Legal experts said it was unclear how the new standards would affect cases such as that involving Unocal and its operations in Burma.
But the justices warned lower courts to be cautious in allowing such cases to proceed, suggesting they consider foreign policy implications and whether local remedies had been exhausted.
Justice David Souter, writing for a seven-justice majority, singled out recent lawsuits against multinationals such as Bank of America and Citigroup alleging corporate complicity in South African apartheid, suggesting that these suits might not meet the new standard.

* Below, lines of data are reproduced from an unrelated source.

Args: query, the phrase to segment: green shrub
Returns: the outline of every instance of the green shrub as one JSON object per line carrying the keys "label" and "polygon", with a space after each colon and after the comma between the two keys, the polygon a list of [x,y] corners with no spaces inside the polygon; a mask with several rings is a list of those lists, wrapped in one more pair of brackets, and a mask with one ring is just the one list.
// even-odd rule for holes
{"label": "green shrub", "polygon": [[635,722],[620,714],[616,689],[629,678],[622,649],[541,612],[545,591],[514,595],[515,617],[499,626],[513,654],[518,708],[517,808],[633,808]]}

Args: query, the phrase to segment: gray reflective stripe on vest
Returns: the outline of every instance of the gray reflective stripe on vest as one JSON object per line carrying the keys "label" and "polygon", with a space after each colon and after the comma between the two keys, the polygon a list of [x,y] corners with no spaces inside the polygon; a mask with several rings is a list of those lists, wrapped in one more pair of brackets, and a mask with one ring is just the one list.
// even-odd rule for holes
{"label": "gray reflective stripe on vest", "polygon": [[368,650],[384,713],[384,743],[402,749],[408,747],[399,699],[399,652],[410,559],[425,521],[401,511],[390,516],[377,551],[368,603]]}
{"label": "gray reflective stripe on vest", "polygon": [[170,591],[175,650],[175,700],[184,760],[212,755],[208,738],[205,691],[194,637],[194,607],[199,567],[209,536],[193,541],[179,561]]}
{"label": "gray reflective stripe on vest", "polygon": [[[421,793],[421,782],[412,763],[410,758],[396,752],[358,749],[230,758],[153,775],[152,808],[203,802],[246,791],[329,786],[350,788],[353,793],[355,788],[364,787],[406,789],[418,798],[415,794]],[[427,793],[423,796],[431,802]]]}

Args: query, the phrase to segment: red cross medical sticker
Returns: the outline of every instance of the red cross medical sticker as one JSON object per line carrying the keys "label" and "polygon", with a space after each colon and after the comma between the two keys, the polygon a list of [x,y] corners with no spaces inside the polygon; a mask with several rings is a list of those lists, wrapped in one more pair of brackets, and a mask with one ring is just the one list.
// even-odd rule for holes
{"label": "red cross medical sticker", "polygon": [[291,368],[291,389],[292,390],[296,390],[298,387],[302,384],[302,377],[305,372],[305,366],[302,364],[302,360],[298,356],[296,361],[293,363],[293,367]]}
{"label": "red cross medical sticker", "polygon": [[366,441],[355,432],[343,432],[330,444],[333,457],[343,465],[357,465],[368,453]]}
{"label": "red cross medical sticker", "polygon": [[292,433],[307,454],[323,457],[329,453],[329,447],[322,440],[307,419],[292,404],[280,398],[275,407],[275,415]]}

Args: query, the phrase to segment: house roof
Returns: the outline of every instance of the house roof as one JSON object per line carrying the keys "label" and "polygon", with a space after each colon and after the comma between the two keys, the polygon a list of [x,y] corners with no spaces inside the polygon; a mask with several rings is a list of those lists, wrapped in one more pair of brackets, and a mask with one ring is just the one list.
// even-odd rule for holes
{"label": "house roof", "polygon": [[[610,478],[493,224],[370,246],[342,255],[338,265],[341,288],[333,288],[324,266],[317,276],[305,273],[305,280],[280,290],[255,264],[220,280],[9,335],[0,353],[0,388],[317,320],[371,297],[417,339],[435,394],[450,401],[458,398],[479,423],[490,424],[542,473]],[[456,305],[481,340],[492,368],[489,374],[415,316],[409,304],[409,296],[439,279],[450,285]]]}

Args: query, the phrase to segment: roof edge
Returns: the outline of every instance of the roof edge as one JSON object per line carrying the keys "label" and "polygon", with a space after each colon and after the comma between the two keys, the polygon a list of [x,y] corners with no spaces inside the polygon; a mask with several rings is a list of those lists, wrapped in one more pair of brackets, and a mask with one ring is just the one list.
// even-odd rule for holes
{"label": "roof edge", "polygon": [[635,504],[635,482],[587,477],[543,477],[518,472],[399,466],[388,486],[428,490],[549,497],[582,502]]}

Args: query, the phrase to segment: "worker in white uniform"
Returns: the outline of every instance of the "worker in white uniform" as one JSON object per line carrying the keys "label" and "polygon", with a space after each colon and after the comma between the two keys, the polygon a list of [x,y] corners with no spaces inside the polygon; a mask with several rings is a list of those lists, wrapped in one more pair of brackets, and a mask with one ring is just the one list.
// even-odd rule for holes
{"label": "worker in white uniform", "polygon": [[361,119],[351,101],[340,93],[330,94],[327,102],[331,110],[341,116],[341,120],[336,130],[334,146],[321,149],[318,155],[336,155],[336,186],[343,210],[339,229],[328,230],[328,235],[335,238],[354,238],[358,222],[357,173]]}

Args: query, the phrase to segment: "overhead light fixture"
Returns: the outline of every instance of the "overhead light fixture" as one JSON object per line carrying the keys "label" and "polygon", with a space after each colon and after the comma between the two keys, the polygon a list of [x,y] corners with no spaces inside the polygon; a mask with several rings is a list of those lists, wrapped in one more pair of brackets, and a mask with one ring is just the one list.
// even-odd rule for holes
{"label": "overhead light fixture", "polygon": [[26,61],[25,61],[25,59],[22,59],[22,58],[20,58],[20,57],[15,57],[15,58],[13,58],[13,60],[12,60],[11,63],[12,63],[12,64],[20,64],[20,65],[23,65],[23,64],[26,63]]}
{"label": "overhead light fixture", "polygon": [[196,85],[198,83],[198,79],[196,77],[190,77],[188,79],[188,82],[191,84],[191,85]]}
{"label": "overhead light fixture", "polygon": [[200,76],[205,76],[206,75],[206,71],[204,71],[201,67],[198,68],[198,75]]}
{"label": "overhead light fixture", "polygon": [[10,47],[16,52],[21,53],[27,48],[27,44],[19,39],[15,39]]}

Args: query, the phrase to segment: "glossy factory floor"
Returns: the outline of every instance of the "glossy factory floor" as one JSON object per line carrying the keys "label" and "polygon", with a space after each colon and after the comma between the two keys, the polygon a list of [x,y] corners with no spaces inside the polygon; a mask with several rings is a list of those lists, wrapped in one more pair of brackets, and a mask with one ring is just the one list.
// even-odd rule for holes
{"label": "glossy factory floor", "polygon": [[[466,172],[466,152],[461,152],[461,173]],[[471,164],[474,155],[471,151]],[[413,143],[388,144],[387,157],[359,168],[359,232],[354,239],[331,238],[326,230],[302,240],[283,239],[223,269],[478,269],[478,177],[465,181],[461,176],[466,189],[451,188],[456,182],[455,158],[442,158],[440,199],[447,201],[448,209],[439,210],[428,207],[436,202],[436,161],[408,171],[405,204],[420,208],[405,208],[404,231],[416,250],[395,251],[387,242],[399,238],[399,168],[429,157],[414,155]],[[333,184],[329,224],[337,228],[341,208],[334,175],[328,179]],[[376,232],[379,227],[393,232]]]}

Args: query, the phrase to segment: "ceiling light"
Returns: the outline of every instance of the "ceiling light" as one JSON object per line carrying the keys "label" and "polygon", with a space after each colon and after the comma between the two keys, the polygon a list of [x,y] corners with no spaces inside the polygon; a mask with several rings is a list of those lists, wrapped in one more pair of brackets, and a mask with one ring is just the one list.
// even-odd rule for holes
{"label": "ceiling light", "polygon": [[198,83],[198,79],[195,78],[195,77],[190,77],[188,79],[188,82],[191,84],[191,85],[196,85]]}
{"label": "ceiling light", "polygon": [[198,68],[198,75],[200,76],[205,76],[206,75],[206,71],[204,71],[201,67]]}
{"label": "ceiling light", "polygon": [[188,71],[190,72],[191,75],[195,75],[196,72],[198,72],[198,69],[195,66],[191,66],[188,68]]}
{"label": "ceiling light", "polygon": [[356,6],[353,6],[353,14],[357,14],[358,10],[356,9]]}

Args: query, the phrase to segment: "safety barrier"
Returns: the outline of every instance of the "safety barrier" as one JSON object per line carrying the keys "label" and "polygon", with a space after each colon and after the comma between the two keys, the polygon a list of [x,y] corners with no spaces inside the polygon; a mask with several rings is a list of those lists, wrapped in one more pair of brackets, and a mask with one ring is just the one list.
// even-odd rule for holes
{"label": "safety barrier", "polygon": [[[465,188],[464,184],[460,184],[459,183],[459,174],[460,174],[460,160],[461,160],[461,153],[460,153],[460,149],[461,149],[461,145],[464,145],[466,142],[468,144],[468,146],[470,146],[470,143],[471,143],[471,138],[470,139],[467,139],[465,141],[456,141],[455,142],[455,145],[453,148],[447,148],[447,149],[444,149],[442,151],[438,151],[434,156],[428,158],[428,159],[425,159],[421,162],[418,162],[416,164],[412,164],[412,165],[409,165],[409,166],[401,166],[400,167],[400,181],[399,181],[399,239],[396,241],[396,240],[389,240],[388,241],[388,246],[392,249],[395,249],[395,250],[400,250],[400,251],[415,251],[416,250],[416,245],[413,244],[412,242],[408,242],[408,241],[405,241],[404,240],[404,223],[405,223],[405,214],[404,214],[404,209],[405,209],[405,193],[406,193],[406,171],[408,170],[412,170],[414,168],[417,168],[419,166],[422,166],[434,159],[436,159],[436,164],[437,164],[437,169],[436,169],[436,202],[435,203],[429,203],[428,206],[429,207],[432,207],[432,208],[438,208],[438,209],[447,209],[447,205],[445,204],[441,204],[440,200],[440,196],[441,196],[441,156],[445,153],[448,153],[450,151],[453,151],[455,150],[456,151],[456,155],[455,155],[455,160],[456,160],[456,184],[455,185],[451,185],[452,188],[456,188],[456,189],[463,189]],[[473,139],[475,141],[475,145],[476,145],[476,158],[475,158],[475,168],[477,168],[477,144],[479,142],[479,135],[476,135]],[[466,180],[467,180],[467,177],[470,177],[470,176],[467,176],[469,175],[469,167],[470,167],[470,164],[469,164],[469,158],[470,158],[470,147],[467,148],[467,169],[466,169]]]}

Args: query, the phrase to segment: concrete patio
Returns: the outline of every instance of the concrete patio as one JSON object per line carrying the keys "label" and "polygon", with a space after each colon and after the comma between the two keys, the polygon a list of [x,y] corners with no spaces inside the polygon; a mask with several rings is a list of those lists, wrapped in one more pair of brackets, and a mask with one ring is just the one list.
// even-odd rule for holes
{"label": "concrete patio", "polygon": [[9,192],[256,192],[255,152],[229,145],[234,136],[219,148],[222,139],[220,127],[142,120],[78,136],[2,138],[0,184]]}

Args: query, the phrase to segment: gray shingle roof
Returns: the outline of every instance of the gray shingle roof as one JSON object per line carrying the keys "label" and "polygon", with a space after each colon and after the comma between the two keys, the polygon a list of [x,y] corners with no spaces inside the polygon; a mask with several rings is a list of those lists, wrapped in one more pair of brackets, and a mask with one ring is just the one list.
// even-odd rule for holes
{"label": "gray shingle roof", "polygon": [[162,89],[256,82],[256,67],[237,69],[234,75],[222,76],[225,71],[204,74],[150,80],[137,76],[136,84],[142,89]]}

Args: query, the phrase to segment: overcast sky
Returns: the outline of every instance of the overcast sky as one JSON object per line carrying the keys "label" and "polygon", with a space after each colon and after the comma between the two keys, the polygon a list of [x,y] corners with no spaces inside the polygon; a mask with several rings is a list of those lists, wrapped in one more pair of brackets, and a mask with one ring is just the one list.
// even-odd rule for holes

Terry Collingsworth, executive director of the Washington, DC-based International Labor Rights Fund (ILRF) and lead counsel in half a dozen Alien Tort Claims Act cases, said the Supreme Court ruling "erases any doubt about the validity of the ATCA for addressing egregious human rights cases, and sends a clear message to multinationals who seek to profit from forced labor and torture of workers and other human rights victims".
The American Civil Liberties Union said, "We are gratified that the Court has rejected the Bush Administration's attempt to close the door to the federal courts to human rights abuse victims. The Court has recognized that the Alien Tort Claims Act provides the victims of torture, genocide, war crimes, crimes against humanity and other egregious human rights violations with access to the federal courts to hear their claims."
"Today the Supreme Court reaffirmed that U.S. courts will remain open to those who suffer torture and other terrible human rights abuses that violate international law," said Eric Biel, Deputy Washington Director and Senior Counsel of Human Rights First. "Through ATCA, victims of serious human rights violations will continue to have their day in court."
In a separate part of the ruling, the court handed the Bush administration a victory when it upheld the right of the government to apprehend suspects abroad and bring them back to America for trial, without being sued for damages.
The justices ruled unanimously that a Mexican doctor could not sue the US government for money damages because it abducted him in Mexico to bring him to trial in America.